Mantuvimos una conversación de poco interés para mí. Aunque no niego, hubo situaciones espeluznantes y horripilantes, donde me contó cuando años atrás, tuvo uno de sus tantos encuentros con el mismo Satanás. En ese entonces fue voluntaria en una de las tribus aborígenes del país, no quiso decirme cuál ni dónde. Según entendí, ella junto a unos tantos voluntarios más, tuvieron como propósito ayudar a los aborígenes enfermos, llevándoles medicamentos, alimentos y demás. En ese tiempo, tuvieron que quedarse en un cerro en unas pequeñas cabañas, construidas ni muy cerca ni lejos de la tribu asignada. Llegada la hora de dormir, escuchó un grito femenino lleno de pánico, luego se oyó otro y otro, formando una sinfonía aterradora bajo la oscuridad de la noche. Finalmente, lo inesperado sucedió. La puerta de paja de la cabaña donde se encontraba se abrió, y lo que vio fue una imagen casi imposible de describir. Sus dos compañeras de cuarto comenzaron a temblar frente aquella monstruosidad: un cuerpo semejante al de un humano, alto y delgado pero muy jorobado.

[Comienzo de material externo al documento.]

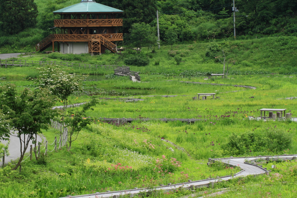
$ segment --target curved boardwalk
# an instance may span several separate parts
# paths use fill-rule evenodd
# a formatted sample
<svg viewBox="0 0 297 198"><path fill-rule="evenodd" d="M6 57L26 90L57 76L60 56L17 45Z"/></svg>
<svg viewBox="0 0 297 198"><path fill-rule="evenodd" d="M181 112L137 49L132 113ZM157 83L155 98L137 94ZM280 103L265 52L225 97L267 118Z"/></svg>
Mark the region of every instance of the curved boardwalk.
<svg viewBox="0 0 297 198"><path fill-rule="evenodd" d="M144 188L134 189L101 192L83 195L71 196L73 198L118 198L121 195L129 195L130 197L134 195L148 194L152 191L162 191L163 192L171 191L181 188L194 190L196 188L203 187L212 187L214 183L222 181L227 181L234 178L245 177L248 175L257 175L262 174L269 174L269 171L260 166L255 164L246 162L248 161L252 162L256 160L289 160L296 159L297 155L282 155L252 156L239 157L228 157L216 159L209 158L210 162L217 161L221 161L232 166L239 166L242 170L233 175L226 175L214 178L207 179L195 181L189 180L187 182L175 184L156 186L153 188Z"/></svg>

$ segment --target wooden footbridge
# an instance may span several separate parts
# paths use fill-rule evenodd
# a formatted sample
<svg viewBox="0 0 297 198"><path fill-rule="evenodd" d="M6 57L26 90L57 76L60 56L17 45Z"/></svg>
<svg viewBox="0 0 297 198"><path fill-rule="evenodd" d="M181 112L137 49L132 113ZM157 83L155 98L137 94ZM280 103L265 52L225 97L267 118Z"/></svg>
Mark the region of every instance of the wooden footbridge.
<svg viewBox="0 0 297 198"><path fill-rule="evenodd" d="M122 65L118 66L118 68L114 69L114 75L122 76L129 76L130 80L133 82L140 82L140 76L139 73L130 70L130 67Z"/></svg>
<svg viewBox="0 0 297 198"><path fill-rule="evenodd" d="M151 193L153 191L161 191L163 192L173 191L182 189L195 190L196 188L204 187L213 187L215 183L224 181L228 181L235 178L245 177L249 175L257 175L266 174L269 175L271 171L266 168L252 163L255 161L269 161L279 160L292 160L296 159L297 155L280 155L239 157L211 159L209 158L208 164L216 161L220 161L231 167L239 167L241 170L233 175L208 179L197 181L188 180L187 182L174 184L171 183L167 185L160 184L159 186L153 188L138 188L136 187L134 189L118 191L107 191L104 192L98 192L83 195L70 196L63 198L118 198L121 196L127 195L132 197L134 196L144 196Z"/></svg>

La hermana supo que no se trató de un invasor de alguna tribu aborigen, sino de algo más, de una fuerza maligna muy poderosa. Me aseguró que por más o poca similitud que tuviera con un cuerpo humano, esa criatura abismal no podía serlo. Cuando aquel monstruo dio el primer paso para ingresar a la cabaña, la hermana Maritza sintió como las lágrimas bajaban por su rostro. Los gritos desconsolados de sus compañeras le perforaron los tímpanos. Horrorizada se apresuró a persignarse, se quitó el fiel crucifijo que siempre llevaba en su pecho y lo colocó frente a la antinatural criatura, luego recitó en voz alta: “Me encomiendo en el nombre de mi amado señor Jesucristo, y en su mismo nombre te destierro criatura de Satanás”. No acabó de pronunciar las benditas palabras cuando la criatura abandonó el sitio. Casi al instante la hermana salió de la cabaña, donde se reencontró con las demás voluntarias y voluntarios. El pánico abundó y el llanto también, pero gracias a Dios salieron ilesos, al menos físicamente, porque hubo quienes quedaron con traumas después de esa noche, cambiándoles la vida por completo.